Did your original perception of Teddy change as you got deeper into the material?

Peter Kunhardt

I didn't have as clear a sense of Ted Kennedy's story as I had of his two brothers' stories. In the interviews he gave over the years, he tried to keep his personal life as quiet as he possibly could and stuck to the issues. What impressed me most was his dogged determination, his ability to continue to fight for what he believed in and to stick to his Senate battles year after year after year, in spite of everything else that was going on in his life. It really is an amazing story of determination.

HBO

What qualities do you think differentiate and distinguish Teddy from Bobby and JFK?

Peter Kunhardt

I think it's his knowledge of the Senate and how it works. When you look back at JFK, you think of his impact as president much more so than his impact as a young senator. And when you think back to Bobby Kennedy, you think of that '68 presidential campaign and all the optimism and enthusiasm he generated. When you think about Teddy Kennedy's impact, you realize that it spans a much longer period of time and throughout the past half century, his platform has always been the Senate.

Teddy ran for president in 1980, but his real legacy is what he was able to accomplish on that Senate floor.

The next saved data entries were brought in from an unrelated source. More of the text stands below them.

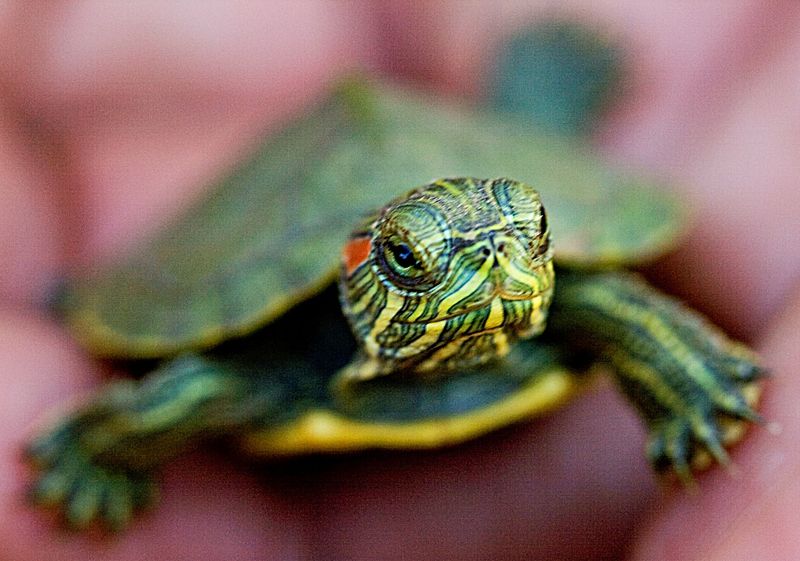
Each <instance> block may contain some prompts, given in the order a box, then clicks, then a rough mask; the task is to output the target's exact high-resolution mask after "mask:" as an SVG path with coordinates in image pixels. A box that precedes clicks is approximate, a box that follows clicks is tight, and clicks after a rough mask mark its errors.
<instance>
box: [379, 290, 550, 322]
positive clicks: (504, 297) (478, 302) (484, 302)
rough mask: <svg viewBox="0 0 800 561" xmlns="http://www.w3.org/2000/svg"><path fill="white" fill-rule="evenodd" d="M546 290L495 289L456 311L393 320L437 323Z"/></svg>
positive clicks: (477, 311) (544, 296) (543, 292)
mask: <svg viewBox="0 0 800 561" xmlns="http://www.w3.org/2000/svg"><path fill="white" fill-rule="evenodd" d="M548 292H549V289H543V290H540V291H538V292H534V293H532V294H508V293H504V292H503V291H502V290H500V289H496V290H495V292H494V293H493V294H492V295H491V296H489V297H487V298H484V299H482V300H480V301H478V302H474V303H471V304H469V305H468V306H464V307H463V308H461V309H459V310H458V311H455V312H449V313H447V314H442V315H439V316H436V317H434V318H432V319H429V320H427V321H426V320H418V319H417V320H413V319H412V320H404V319H395V320H394V321H395V322H396V323H401V324H404V325H418V324H431V323H437V322H445V321H449V320H452V319H456V318H459V317H463V316H466V315H469V314H472V313H475V312H479V311H481V310H489V309H491V307H492V305H493V303H494V302H495V301H499V302H500V304H501V305H502V303H503V302H522V301H525V300H530V301H534V300H536V299H537V298H544V297H545V295H546V294H547V293H548Z"/></svg>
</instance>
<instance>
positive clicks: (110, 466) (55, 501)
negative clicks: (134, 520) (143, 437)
mask: <svg viewBox="0 0 800 561" xmlns="http://www.w3.org/2000/svg"><path fill="white" fill-rule="evenodd" d="M70 429H71V427H70V426H69V423H65V425H64V426H61V427H59V428H58V429H56V430H53V431H51V432H49V433H45V434H43V435H41V436H40V437H38V438H37V439H36V440H34V441H33V442H31V443H30V445H29V446H28V447H27V449H26V450H25V454H26V457H27V459H28V460H29V461H30V463H31V464H32V465H33V467H34V469H35V470H36V475H35V476H34V481H33V483H32V484H31V485H30V488H29V490H28V497H29V499H30V500H31V502H33V503H34V504H36V505H39V506H43V507H47V508H51V509H53V510H55V511H56V512H57V513H58V514H59V515H60V516H61V517H62V518H63V520H64V522H65V524H66V526H67V527H69V528H72V529H78V530H80V529H85V528H88V527H89V526H91V525H93V524H98V525H99V526H101V527H102V528H104V529H106V530H111V531H119V530H122V529H124V528H125V527H126V526H127V525H128V523H129V522H130V521H131V519H132V518H133V515H134V513H135V512H136V511H139V510H142V509H145V508H147V507H149V506H150V505H152V504H153V503H154V502H155V498H156V487H155V484H154V483H153V480H152V479H151V477H150V475H149V474H148V473H146V472H134V471H129V470H124V469H119V468H114V467H112V466H106V465H100V464H98V463H97V462H96V461H95V460H94V459H93V457H92V456H91V454H88V453H87V452H86V451H85V450H84V449H82V447H81V445H80V442H79V439H77V438H76V437H75V433H74V432H73V431H72V430H70Z"/></svg>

Love him or hate him, he's known as the "Lion of the Senate" for good reason.

HBO

What is it about the Kennedy family that holds such an enduring appeal for so many people?

Peter Kunhardt

I think part of the attraction is that the public is moved by the fact that this family has undergone so much tragedy. Teddy's story is an emotional rollercoaster. When you look at the film, you realize about halfway through that this man has been bombarded with tragedy and grief in proportions that most of us couldn't bear up under, and yet he continues to rebound and do his work and devote himself to the people. He admits to his own personal shortcomings and moves on. And I think it's this dogged determination to do what he feels is right and to help others less fortunate than he that resounds with the public.

HBO

What do you hope audiences will take away from the film?

Peter Kunhardt

I think Teddy's done something that is quite remarkable, and it's that he has established not only his own legacy, but also worked hard to continue to establish the legacies of his brothers. He devoted much of his career making certain that the unfinished work of his brothers was carried on, was fulfilled. And I think what audiences will see is that Teddy Kennedy was not simply living out his own life during these past decades, he's been doing whatever he can to fulfill their dreams as well.